The business capabilities must deliver these processes in an efficient and effective manner. This clarity allows you to get the basics right and enables you to prioritize extending your competitive advantage. As Michael Porter said; "The essence of strategy is choosing what not to do." Counterintuitively, this clarity and ruthless prioritization improves and expands business capabilities. This is how you start to speed up the flywheel and work towards building your organization's insurmountable competitive advantage. 

Is there ever a situation where you should innovate before you have focused on your core processes? As most consultants would say ,“it depends”, in this case on your environment and your business. I personally would always optimize activities within my flywheel first. This is a type of innovation itself – it is process innovation.

 

Related article:

Harness Digital Dexterity to Transform Your Business

By Srini Alagarsamy

 

What's Next?

When the core business runs well, your markets are safe and margins are being generated. When your organization continuously takes actions to speed up the flywheel, you can look toward the future. Now you have the opportunity to add scale, or volume. This can be an expansion of products and services into new markets, or geographically bringing your business into new areas.

Now you have earned the right to innovate for growth. Today a lot of growth activities are led by technology. How can you deploy technology to reduce customer friction and become the vendor of choice for your customers? How can you integrate data into your products to increase competitive advantage over others in the same market?

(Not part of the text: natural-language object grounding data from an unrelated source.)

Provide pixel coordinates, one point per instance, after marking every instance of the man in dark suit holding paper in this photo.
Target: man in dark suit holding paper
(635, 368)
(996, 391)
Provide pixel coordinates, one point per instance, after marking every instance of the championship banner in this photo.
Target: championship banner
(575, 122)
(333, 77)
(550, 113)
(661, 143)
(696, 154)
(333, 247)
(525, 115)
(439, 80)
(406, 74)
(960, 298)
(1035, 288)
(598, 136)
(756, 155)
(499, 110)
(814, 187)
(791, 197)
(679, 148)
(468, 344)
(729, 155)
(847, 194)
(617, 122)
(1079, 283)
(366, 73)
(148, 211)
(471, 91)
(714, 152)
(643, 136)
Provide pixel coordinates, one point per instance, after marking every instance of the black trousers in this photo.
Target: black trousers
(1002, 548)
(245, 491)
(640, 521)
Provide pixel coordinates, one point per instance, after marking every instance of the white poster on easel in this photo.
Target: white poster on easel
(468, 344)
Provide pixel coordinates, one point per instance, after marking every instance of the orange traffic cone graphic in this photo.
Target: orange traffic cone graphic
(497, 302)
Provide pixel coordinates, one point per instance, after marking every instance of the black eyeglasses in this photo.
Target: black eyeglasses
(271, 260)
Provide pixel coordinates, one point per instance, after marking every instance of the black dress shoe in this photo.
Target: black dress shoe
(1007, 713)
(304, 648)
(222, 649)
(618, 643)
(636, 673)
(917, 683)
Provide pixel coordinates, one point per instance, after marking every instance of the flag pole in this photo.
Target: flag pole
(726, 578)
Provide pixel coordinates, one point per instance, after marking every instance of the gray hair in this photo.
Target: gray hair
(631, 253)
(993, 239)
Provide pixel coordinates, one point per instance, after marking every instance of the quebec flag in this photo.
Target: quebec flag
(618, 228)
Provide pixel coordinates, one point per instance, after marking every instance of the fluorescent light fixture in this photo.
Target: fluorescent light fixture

A simple example for me is Avis. When I am traveling by air and rent a car, I prefer to use Avis because it removes a hassle. When I land, the Avis app offers me specific cars right in their mobile app. I can just walk to the designated parking spot, take the car and show my driving license on the way out of the lot and drive to my destination. If I were to switch rental companies, I would have to register, go to a rental counter, etc. Reduction of friction is a major selling point. People with disposable income are more willing to pay a premium to save time.

As a technology leader, you have the opportunity to work with your board to create long-term value through investments in technology. Your role is to help grow the business and position it for long-term success. Now you are a true business leader. This is leveraging your technology and business expertise as an executive to help your company grow. You have earned the right to innovate! And honestly, this is a lot of fun!